Pour conclure ce fastidieux historique, sachez que depuis 2011, sa gestion a été confiée par contrat au Centre des monuments nationaux afin d’en élargir son attractivité : il s’agit en fait d’un partenariat entre la princesse, sa famille et l’Etat. Depuis 2021, des visites y sont d’ailleurs organisées afin de le valoriser tout particulièrement. Les paragraphes suivants vous décriront donc le parcours établi et destiné à tous les chanceux ayant pu consacrer un peu de leur temps à découvrir ce fabuleux héritage d’un temps lorrain glorieux.

Le présent du sublimatif …

Haroué, classé monument historique depuis 1983, continue de fasciner par sa remarquable architecture : construit en fer à cheval avec quatre tours d’angle, le château est aussi entouré de fossés d’eau vive. Le principal corps de logis est animé par un avant-corps central de trois travées de largeur, d’ordres ionique et corinthien, que vient compléter un fronton triangulaire armorié. Un péristyle, encadre la cour, longeant les ailes du château et supportant une vaste terrasse. Dès l’entrée, les grilles Jean Lamour donnent le ton : une magnificence restée sobre s’en dégage.




Il en est de même, pour l’intérieur, dont les pièces de mobilier présentes, sont donc en grande partie la commande de Louis XVIII pour le château de Saint-Ouen, cadeau à sa belle.

Le parcours de la visite commence dans le vestibule où ,se trouvent deux chaises à porteur : à droite en rentrant, celle de Marc de Beauvau-Craon (1679-1754), reconnaissable par un petit trou singulier au niveau du toit (lui permettant d’aérer le véhicule et de fumer sans craindre l’asphyxie) ; et à gauche celle d’Anne-Marguerite de Ligniville (1686-1772), son épouse, avec laquelle le prince eut 20 enfants. Treize survivront. Là commence également l’exposition de Béatrice Casadeus « Traverser la lumière » qui se poursuit à l’étage (jusqu’au 30 octobre 2022).


La rénovation de la chaise à porteur de Marc de Beauvau-Craon semble un peu plus marquée : celle-ci a été en fait rachetée à un bar, compromettant ainsi sa conservation.

Puis on passe au grand vestibule, cadre jadis de somptueux dîners et de parties de billard épiques.



S’ensuit un alignement de pièces impressionnantes : on admire, entre autres, un magnifique salon orné de tapisseries du XVIIe siècle ou encore une chambre d’apparat destinée à notre bon roi Stanislas.

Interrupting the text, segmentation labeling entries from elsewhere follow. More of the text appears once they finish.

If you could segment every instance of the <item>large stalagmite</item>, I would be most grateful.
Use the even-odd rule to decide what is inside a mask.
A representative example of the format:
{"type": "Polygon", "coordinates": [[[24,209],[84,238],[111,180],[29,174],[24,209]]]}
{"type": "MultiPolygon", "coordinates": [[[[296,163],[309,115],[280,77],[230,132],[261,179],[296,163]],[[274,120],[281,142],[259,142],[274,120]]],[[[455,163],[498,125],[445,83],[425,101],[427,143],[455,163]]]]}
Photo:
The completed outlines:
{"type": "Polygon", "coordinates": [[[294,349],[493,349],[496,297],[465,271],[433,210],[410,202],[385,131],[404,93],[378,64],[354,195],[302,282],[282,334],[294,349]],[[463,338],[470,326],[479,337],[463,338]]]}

Le rez-de-chaussée s’achève avec finesse et élégance, dans l’une des tours d’angle, avec son fameux salon chinois décoré par Jean Pillement (1728-1808). Notons que l’artiste avait déjà acquis une belle notoriété, en particulier en Angleterre, grâce à ses gravures et dessins d’ornementation.




A l’étage, d’autres salles impressionnent par leur somptuosité jusque dans le moindre détail.

D’abord, le salon Louis XVIII. On y perçoit du mobilier Bellangé, initialement conçu pour la favorite du roi (la comtesse du Cayla). Cette salle est illuminée par un somptueux lustre baccarat ainsi que, temporairement du moins, par deux portraits royaux de Stanislas Leszczynski et de sa femme, Catherine Opalinska, signés Jean-Baptiste Van Loo (1722). Ces tableaux sont un prêt exceptionnel du château de Versailles.

Plus loin, un autre salon tout aussi emblématique, aux précieuses dorures et aux inspirations venues de l’hôtel Lambert, nous ébahit davantage : le sublime salon doré, ou « salon Herbert » du nom de son décorateur originel. Cette décoration avait été conçue pour inciter Napoléon III, qui avait ses habitudes à Plombières dans les Vosges, de venir. Il ne s’y rendra finalement jamais puisque c'est dans cette pièce que le prince Charles de Beauvau, fils de Marc, y fit sa chute mortelle quelques jours avant l'arrivée de l'empereur. Tapi dans l’obscurité afin de garantir sa conservation optimale, l’éclatant revêtement mural se devine aisément, tout comme la table créée par Henri-Léonard Wassmus ou la « Dorothée » -- une large tapisserie du Second Empire conçue par la manufacture des Gobelins, où est contée l’histoire de Don Quichotte selon les cartons du peintre Charles Coypel.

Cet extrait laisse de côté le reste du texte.